John Knox was a prominent crusader for Christ in the Protestant Reformation in Scotland, and has profoundly shaped the principles and practices of Christian worship drawn from the word of God. On the whole, most contemporary churches today repudiate what Knox stood for, which was unhindered reformation in life and worship. His theological understanding, particularly on the subject of Christian worship and its contrast to idolatry, is an integral part of his Works. This is rooted in his unwavering adherence to the fundamental truths of the Christian faith, the authority of Scripture, and his repudiation of what he regarded as idolatrous practices in the Roman Catholic Church.

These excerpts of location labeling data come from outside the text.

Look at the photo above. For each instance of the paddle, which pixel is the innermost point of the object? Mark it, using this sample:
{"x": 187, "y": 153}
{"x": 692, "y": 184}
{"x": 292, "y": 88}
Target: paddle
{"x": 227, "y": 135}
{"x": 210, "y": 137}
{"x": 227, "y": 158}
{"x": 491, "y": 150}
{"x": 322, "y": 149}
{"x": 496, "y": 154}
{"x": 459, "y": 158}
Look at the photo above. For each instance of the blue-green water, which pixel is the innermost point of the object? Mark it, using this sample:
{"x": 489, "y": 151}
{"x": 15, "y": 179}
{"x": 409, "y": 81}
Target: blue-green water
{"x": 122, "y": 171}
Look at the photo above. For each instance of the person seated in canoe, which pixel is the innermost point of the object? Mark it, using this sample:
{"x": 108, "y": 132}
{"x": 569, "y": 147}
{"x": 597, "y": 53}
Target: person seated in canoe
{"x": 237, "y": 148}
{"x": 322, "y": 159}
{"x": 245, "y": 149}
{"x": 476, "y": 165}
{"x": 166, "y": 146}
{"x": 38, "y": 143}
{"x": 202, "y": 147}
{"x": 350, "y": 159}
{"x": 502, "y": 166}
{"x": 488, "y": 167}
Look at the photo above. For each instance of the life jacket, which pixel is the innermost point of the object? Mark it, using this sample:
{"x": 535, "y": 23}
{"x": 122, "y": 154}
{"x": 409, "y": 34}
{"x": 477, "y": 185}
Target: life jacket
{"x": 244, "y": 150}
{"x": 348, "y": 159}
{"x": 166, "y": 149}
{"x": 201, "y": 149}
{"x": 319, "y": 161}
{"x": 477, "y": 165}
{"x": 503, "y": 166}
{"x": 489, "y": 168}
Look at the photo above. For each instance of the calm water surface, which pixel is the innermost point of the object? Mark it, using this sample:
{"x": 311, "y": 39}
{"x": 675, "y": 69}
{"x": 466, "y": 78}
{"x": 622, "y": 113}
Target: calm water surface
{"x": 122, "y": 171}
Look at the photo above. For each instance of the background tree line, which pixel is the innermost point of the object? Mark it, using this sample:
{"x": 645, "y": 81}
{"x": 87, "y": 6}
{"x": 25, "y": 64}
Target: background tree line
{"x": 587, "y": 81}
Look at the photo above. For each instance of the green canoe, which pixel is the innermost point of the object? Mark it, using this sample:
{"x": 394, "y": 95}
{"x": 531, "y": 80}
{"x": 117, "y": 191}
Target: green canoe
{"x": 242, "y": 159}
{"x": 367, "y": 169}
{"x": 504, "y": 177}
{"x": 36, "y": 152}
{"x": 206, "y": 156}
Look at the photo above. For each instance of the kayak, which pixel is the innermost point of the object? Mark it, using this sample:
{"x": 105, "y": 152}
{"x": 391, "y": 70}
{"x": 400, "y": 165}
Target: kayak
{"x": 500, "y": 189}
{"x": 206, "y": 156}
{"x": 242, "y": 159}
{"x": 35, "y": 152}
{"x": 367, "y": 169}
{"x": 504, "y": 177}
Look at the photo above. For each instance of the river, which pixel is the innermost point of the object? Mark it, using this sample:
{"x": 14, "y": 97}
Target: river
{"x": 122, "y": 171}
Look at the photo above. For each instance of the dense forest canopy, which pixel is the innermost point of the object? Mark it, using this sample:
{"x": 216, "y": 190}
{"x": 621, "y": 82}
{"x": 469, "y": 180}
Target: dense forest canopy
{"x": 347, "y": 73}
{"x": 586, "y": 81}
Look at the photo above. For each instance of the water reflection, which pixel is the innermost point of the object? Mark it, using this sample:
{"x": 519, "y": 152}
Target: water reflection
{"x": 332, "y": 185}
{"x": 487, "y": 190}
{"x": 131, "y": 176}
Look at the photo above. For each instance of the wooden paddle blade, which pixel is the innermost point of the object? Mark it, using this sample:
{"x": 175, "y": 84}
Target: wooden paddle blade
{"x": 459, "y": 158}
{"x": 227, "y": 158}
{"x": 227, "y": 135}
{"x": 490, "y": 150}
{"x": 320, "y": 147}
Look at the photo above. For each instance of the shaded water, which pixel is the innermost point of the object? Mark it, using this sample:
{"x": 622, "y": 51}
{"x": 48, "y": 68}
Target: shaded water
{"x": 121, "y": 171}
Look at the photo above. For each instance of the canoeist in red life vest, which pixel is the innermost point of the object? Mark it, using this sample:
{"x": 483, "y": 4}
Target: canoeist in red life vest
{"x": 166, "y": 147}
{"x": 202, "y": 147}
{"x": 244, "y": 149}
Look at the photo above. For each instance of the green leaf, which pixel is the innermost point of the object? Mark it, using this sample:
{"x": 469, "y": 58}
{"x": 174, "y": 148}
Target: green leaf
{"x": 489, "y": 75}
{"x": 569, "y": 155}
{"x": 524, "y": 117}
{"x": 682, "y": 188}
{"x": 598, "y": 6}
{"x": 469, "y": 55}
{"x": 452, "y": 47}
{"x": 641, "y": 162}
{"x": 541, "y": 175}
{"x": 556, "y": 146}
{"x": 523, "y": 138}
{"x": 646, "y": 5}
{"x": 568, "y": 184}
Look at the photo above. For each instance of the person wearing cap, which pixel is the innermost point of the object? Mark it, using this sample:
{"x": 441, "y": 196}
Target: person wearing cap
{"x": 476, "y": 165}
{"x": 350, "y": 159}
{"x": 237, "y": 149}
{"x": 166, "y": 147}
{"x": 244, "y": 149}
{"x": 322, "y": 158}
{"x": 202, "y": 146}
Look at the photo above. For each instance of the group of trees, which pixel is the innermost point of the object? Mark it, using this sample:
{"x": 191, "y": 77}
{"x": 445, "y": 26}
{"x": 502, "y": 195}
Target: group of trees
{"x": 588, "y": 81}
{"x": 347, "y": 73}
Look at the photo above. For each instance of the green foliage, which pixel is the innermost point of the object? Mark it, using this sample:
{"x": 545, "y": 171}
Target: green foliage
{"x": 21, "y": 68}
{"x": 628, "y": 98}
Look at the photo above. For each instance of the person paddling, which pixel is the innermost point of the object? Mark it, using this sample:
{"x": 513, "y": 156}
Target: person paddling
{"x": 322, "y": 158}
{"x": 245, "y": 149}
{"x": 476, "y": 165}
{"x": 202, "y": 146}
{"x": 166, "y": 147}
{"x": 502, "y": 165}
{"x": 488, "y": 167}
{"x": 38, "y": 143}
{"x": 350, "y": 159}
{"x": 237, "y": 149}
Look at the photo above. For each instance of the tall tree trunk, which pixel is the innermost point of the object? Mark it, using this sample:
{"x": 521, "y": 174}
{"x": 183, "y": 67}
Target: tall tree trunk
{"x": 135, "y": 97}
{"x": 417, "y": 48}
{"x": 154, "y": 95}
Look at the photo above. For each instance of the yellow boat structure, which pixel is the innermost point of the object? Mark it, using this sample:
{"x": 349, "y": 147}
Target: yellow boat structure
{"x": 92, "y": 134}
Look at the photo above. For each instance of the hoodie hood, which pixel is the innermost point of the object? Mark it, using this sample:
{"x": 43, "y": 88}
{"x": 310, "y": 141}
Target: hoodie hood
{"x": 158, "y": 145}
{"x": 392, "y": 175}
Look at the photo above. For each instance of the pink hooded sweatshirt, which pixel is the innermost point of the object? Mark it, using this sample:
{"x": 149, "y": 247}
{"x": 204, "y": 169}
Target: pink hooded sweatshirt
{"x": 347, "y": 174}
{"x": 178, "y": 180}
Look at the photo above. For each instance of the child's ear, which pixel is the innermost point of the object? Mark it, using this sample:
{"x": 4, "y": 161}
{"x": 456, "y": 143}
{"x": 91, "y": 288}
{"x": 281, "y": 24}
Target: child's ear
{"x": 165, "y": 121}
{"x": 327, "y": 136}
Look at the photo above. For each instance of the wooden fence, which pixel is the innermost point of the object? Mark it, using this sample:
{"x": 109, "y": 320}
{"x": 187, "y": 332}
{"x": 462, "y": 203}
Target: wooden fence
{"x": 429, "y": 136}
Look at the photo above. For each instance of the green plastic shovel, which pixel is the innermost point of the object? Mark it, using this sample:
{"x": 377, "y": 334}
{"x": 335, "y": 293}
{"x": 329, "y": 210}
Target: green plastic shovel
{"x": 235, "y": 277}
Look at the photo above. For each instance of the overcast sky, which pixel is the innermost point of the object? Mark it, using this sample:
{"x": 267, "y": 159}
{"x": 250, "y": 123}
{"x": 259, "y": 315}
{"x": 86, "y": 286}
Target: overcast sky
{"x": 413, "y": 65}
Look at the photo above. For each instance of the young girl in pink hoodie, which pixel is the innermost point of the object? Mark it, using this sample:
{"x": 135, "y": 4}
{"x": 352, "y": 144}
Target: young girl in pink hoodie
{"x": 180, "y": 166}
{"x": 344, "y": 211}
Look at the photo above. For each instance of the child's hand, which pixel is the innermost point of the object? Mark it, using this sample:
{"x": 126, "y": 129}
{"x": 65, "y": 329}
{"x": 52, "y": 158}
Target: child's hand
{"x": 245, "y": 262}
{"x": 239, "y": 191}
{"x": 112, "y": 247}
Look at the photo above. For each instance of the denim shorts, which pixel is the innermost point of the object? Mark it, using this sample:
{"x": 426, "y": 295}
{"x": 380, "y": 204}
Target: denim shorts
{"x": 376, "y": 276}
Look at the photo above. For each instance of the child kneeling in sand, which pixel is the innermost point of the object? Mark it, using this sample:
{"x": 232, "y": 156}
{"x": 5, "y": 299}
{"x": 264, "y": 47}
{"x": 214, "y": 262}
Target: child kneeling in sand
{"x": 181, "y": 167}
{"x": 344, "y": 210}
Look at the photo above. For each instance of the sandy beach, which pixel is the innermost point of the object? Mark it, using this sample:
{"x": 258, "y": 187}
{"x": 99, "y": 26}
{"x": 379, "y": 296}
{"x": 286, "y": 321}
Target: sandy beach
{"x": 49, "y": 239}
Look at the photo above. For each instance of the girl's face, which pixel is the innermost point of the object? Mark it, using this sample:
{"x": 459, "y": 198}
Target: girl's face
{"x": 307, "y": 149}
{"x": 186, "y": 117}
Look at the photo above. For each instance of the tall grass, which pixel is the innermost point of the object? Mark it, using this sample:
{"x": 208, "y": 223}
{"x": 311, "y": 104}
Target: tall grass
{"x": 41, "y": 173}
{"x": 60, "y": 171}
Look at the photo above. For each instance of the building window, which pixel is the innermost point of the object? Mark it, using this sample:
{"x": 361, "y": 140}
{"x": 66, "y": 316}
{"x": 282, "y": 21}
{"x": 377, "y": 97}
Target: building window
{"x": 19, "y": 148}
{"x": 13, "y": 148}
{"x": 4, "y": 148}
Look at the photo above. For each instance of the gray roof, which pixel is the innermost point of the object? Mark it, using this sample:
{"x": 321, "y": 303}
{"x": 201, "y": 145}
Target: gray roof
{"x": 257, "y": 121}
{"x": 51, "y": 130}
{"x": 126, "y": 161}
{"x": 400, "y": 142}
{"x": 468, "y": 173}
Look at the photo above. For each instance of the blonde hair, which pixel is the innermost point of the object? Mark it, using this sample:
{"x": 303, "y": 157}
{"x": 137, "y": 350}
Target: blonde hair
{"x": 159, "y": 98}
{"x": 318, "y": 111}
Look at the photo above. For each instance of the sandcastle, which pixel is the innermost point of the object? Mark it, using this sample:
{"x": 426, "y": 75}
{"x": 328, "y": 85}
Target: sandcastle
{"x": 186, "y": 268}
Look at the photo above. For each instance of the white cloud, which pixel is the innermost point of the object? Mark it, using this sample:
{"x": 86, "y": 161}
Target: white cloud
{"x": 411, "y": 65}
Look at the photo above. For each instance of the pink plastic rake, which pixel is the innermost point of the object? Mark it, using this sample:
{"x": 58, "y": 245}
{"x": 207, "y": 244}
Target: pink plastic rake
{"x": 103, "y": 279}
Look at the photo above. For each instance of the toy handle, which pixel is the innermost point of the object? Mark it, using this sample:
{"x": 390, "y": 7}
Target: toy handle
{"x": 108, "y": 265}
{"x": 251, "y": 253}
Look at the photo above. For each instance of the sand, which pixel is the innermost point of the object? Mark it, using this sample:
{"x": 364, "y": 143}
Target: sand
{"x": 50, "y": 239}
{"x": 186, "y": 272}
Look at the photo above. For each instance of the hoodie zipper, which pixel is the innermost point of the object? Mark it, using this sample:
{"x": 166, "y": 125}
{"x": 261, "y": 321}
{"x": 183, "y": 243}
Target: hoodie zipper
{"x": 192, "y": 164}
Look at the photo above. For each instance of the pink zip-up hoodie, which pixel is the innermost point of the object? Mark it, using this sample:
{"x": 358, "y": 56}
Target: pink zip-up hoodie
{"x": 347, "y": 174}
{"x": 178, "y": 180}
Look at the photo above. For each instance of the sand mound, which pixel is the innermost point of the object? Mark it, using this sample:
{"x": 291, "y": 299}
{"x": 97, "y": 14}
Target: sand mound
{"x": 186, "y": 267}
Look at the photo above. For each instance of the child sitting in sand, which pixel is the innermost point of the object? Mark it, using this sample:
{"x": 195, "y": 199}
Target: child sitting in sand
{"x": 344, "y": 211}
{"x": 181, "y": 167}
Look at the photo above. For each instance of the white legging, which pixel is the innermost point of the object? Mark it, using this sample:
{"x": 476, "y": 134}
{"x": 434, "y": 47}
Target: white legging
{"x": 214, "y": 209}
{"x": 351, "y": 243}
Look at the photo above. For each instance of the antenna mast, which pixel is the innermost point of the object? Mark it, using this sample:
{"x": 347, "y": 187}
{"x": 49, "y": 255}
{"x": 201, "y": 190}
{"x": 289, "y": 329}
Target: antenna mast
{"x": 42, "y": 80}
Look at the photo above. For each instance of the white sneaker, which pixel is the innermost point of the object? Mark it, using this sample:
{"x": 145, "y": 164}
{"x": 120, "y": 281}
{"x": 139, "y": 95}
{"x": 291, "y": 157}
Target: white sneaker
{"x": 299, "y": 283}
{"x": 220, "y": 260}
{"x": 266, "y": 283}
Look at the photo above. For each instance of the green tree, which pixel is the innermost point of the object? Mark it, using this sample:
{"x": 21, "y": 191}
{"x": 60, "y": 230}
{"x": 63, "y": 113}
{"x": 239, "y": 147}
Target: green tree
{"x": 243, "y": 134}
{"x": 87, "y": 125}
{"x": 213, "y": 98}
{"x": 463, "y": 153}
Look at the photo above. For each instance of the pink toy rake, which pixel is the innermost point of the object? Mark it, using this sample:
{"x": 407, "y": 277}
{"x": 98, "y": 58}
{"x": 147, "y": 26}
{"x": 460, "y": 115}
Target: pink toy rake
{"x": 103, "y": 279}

In ‘The First Blast of the Trumpet’ (1558), Knox expounds his views on idolatry, rebuking it as a reprehensible violation of Christian worship. “But in vain they do worship me, teaching for idoctrines the commandments of men.” (Matt. 15:9). Knox’s understanding of Christian worship was deeply entrenched in his belief in God’s Sovereignty, the supremacy of Scripture, and the need for simplicity in worship practices. ‘The Forme of Prayers and Ministration of the Sacraments, &c. used in the English Congregation at Geneva,’ often referred to as the ‘Book of Common Order’ (1564), demonstrates his commitment to this simplicity in worship. In Knox’s view, worship is a community activity involving prayers, preaching, and singing Psalms, with the focal point being the glorification of God alone (Knox, 1564). “Sing unto him, sing psalms unto him: Talk ye of all his wondrous works,” (Psalm 105:2).

In his ‘History of the Reformation in Scotland’ (1587), Knox expounds on the concept of idolatry within the context of the Second Commandment. He argues that any material representation or veneration directed toward the Divine is tantamount to idolatry (Knox, 1587). This denouncement of anything obscures the essential nature of God and was a crucial pillar of the Scottish Reformation. His perspectives, though contentious in our time, remain relevant for their zealous focus on Biblical supremacy, purity in worship, and a clear repudiation of idolatry, which is often in question today.


  1. Knox, J. (1558). The First Blast of the Trumpet. Geneva: John Crespin.
  2. Knox, J. (1564). The Forme of Prayers and Ministration of the Sacraments, &c. used in the English Congregation at Geneva. Geneva: John Crespin.
  3. Knox, J. (1587). The History of the Reformation in Scotland. Edinburgh: Printed by Robert Walde-grave, printer to the King’s Majestie.